Monday, March 5, 2018

Chewing Over Wild Strawberries



There are three proto Scenes From a Marriage in Wild Strawberries, currently in revival at Film Forum: the relationship between Professor Borg’s (Victor Sjostrom) son, Evald (Gunnar Bjornstrand), a nihilistic character perhaps based on Turgenev's Basarov, and his wife Marianne (Ingrid Thulin), that of the argumentative couple Borg and Marianne pick up, who polarize over their immersion alternately in hysteria and religion, and that of Borg with his diseased wife Karin, (Gertrude Fridh). Then there's the wonderfully comic punch fest between two of the hitchhikers  over the existence of God and the opening sequence of the film in which Borg has the Daliesque dream in which he confronts a clock with no hands, a figure with a gnarled face and finally his own corpse which grabs at him from its casket. But actually two of the most touching and artful parts of the film  take place towards the film's end, when Borg finally reaches his destination. The three youngsters he's driven give him a bouquet of flowers, but the professor cuts short the sentimentality reminding everyone that they’ll be late for the ceremony. For just a moment the screen darkens, before Borg proceeds to accept his honor. The effect is subtle, but it’s like an old-fashioned flashbulb shot in which a moment of light is punctuated by darkness and it will make many viewers gulp.
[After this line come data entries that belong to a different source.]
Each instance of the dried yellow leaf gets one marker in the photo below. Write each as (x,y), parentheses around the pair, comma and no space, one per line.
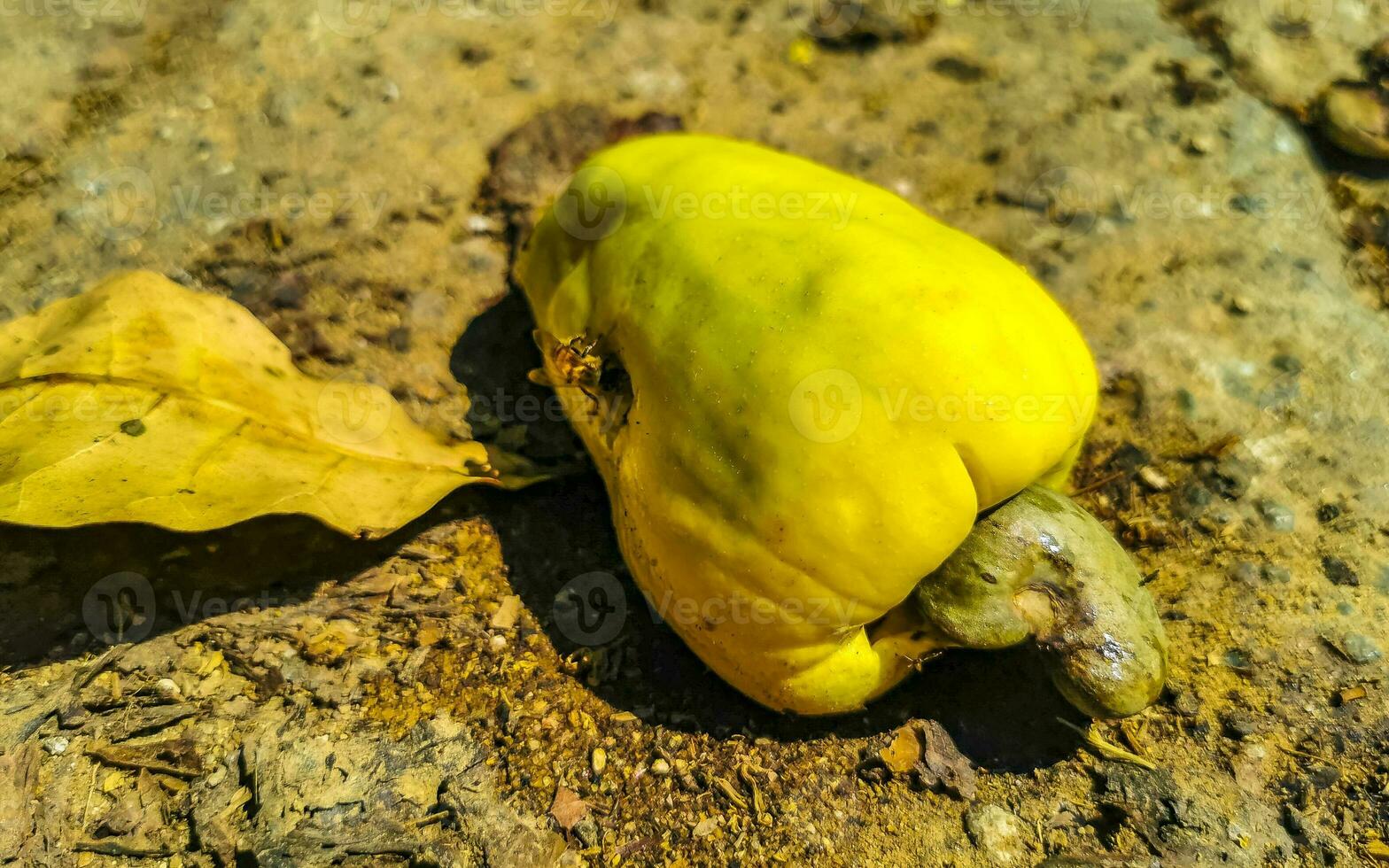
(144,400)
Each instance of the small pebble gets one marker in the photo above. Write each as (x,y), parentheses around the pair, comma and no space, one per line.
(1279,575)
(1360,649)
(997,833)
(1276,515)
(1238,725)
(1154,479)
(1339,571)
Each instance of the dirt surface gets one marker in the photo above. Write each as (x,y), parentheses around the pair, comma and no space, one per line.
(275,694)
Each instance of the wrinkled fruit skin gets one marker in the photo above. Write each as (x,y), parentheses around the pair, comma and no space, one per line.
(1042,569)
(799,411)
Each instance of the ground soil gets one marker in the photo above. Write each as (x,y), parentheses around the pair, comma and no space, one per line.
(295,697)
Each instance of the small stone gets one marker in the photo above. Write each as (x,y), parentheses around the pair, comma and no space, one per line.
(1278,517)
(1278,575)
(472,56)
(598,762)
(1339,571)
(1238,725)
(1360,649)
(997,833)
(1356,119)
(1247,572)
(1154,479)
(1200,143)
(1324,775)
(1185,703)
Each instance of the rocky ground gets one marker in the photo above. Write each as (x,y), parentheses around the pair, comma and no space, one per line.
(275,694)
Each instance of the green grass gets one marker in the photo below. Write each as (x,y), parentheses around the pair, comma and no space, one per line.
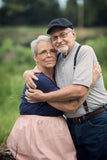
(16,57)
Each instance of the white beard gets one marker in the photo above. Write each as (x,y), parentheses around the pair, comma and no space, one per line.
(63,50)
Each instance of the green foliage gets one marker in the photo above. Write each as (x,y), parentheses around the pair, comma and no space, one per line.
(100,47)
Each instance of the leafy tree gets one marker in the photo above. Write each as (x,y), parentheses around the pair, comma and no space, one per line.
(72,11)
(95,12)
(28,11)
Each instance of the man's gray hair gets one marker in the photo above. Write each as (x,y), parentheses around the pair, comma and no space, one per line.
(34,43)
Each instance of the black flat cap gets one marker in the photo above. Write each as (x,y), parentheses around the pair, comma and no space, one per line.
(59,22)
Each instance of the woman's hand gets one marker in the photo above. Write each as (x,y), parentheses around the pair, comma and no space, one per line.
(96,73)
(29,76)
(34,95)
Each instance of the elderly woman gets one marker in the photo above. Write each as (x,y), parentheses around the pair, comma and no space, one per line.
(41,133)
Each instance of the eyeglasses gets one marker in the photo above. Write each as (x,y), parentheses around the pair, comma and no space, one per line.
(45,53)
(61,35)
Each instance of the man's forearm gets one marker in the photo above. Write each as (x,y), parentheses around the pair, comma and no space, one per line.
(65,94)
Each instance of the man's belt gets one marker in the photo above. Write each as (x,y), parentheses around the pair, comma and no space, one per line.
(88,116)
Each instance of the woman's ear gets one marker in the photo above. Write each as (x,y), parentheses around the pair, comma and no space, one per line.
(35,59)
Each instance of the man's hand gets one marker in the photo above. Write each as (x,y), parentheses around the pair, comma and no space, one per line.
(34,95)
(29,76)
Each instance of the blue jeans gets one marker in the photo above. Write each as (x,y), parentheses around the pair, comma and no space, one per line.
(90,137)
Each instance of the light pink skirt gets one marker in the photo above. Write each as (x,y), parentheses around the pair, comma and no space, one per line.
(41,138)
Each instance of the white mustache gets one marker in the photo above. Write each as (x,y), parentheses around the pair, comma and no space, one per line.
(59,44)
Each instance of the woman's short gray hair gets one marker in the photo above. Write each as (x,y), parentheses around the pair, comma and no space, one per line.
(34,43)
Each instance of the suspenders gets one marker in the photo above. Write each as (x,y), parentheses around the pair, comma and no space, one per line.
(85,103)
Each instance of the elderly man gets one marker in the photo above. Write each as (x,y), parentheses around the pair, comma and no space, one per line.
(88,125)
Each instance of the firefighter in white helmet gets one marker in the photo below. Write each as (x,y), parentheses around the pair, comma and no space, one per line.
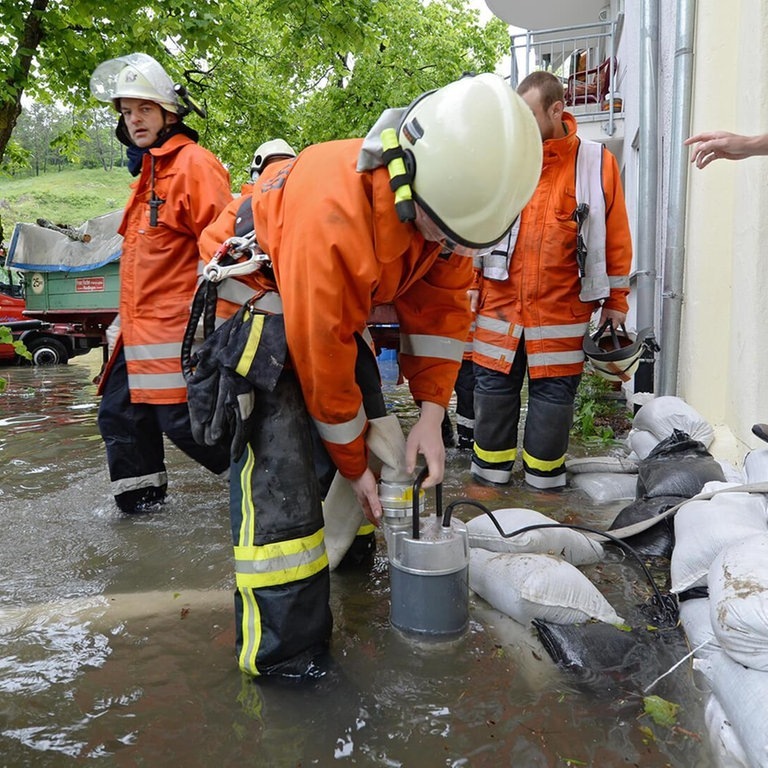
(349,225)
(180,189)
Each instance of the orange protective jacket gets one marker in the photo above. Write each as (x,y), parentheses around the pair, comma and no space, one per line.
(159,264)
(540,298)
(338,249)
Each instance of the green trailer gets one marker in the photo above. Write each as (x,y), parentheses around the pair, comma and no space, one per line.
(70,280)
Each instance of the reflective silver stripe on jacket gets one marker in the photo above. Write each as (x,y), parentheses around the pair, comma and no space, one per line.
(555,358)
(565,331)
(422,345)
(344,433)
(156,381)
(153,351)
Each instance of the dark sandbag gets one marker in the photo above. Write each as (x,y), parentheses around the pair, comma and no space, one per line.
(658,540)
(595,645)
(677,466)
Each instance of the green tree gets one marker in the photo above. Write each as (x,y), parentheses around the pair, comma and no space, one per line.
(50,47)
(306,70)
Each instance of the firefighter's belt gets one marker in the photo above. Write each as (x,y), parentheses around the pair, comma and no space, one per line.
(242,356)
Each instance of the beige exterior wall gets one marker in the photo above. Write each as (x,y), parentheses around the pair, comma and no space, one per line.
(723,371)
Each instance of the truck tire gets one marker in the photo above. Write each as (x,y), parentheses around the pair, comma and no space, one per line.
(46,350)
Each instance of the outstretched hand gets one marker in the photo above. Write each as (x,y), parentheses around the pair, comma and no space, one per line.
(716,145)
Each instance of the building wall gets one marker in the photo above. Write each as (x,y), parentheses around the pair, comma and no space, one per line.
(723,370)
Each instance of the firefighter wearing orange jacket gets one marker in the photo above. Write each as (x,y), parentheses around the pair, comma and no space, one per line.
(181,187)
(567,256)
(341,241)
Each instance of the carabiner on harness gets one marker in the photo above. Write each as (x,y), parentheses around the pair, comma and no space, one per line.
(230,250)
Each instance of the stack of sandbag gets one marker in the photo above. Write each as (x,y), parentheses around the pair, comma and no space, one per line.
(719,570)
(676,469)
(604,478)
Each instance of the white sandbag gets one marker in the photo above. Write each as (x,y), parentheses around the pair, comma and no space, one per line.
(534,586)
(742,694)
(587,464)
(732,474)
(571,545)
(641,442)
(756,466)
(738,601)
(604,487)
(705,527)
(723,740)
(663,415)
(694,617)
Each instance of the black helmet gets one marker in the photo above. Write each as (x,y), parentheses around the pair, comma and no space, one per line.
(615,354)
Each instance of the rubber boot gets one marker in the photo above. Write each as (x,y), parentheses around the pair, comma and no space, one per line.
(545,442)
(361,552)
(495,448)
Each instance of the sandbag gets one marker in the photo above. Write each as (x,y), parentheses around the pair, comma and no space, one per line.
(677,466)
(704,527)
(756,466)
(738,601)
(567,543)
(641,443)
(694,618)
(663,416)
(610,464)
(723,740)
(536,586)
(605,487)
(658,540)
(593,646)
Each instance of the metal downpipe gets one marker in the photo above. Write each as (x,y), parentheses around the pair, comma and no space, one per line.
(648,184)
(674,254)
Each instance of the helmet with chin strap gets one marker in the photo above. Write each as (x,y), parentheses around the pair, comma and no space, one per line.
(615,354)
(473,153)
(135,76)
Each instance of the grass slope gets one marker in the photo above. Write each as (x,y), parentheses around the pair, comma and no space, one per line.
(68,197)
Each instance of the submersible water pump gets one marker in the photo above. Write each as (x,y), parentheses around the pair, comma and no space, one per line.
(428,564)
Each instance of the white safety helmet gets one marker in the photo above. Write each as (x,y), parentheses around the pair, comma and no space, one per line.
(135,76)
(274,149)
(474,152)
(615,354)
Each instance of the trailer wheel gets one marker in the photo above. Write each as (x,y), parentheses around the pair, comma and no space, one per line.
(47,351)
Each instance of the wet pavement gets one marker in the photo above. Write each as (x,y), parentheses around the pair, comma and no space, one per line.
(117,633)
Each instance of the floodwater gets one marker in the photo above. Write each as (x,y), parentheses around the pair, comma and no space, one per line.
(117,633)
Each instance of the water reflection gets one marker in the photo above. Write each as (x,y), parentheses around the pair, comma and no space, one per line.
(118,634)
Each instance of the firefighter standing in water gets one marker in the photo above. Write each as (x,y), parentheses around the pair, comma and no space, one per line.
(567,256)
(462,161)
(180,189)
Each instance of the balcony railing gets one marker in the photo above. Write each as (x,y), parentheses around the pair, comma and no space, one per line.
(584,57)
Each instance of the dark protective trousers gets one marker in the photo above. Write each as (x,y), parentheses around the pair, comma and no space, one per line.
(133,437)
(282,613)
(465,404)
(547,424)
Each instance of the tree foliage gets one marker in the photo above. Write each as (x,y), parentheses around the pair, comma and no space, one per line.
(306,70)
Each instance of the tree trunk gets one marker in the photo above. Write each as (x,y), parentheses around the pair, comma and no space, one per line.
(16,78)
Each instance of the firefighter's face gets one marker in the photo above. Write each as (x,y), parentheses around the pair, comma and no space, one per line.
(549,120)
(144,120)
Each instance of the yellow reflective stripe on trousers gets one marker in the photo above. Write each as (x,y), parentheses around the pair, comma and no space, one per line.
(254,337)
(495,457)
(281,562)
(251,622)
(540,464)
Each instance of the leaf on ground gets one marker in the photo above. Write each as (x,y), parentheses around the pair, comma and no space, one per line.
(661,711)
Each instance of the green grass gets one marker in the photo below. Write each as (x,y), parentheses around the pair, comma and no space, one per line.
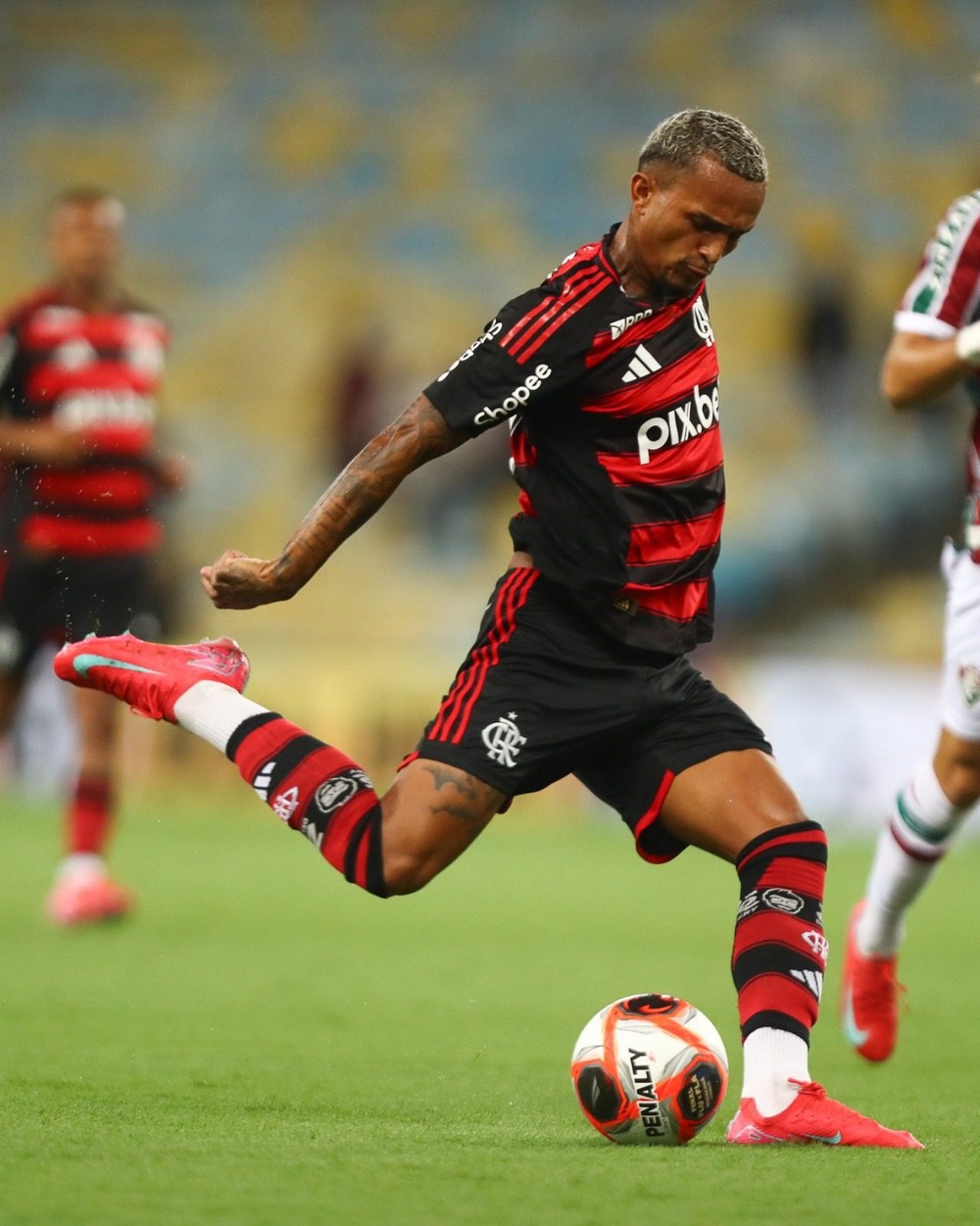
(262,1044)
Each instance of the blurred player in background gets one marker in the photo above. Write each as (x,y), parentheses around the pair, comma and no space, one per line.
(608,375)
(79,368)
(935,347)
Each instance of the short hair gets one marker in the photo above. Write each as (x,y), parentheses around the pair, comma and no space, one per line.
(84,195)
(690,135)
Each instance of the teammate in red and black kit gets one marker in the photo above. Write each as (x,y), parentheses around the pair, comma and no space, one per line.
(79,367)
(608,374)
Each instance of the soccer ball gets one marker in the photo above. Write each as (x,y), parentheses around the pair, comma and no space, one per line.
(649,1070)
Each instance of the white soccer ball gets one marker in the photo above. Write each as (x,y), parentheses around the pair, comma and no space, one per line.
(649,1070)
Later, in a memory Sara (Bibi Andersson), the woman Borg loved and lost to his brother reappears and holds a mirror up to the aged Borg, whose face’s reflection is visible to the viewer.  He'd already relived his early loss, but now a suitor to memory itself, he’s rejected all over again, simply because he's too old for the past. At the very end, Evald and Marianne return early from the ball because Marianne has broken her heel. It's a wonderful detail which accompanies Victor Sjostrom's last pose before the camera (as Wild Strawberries marked the end of a career that began in silent film).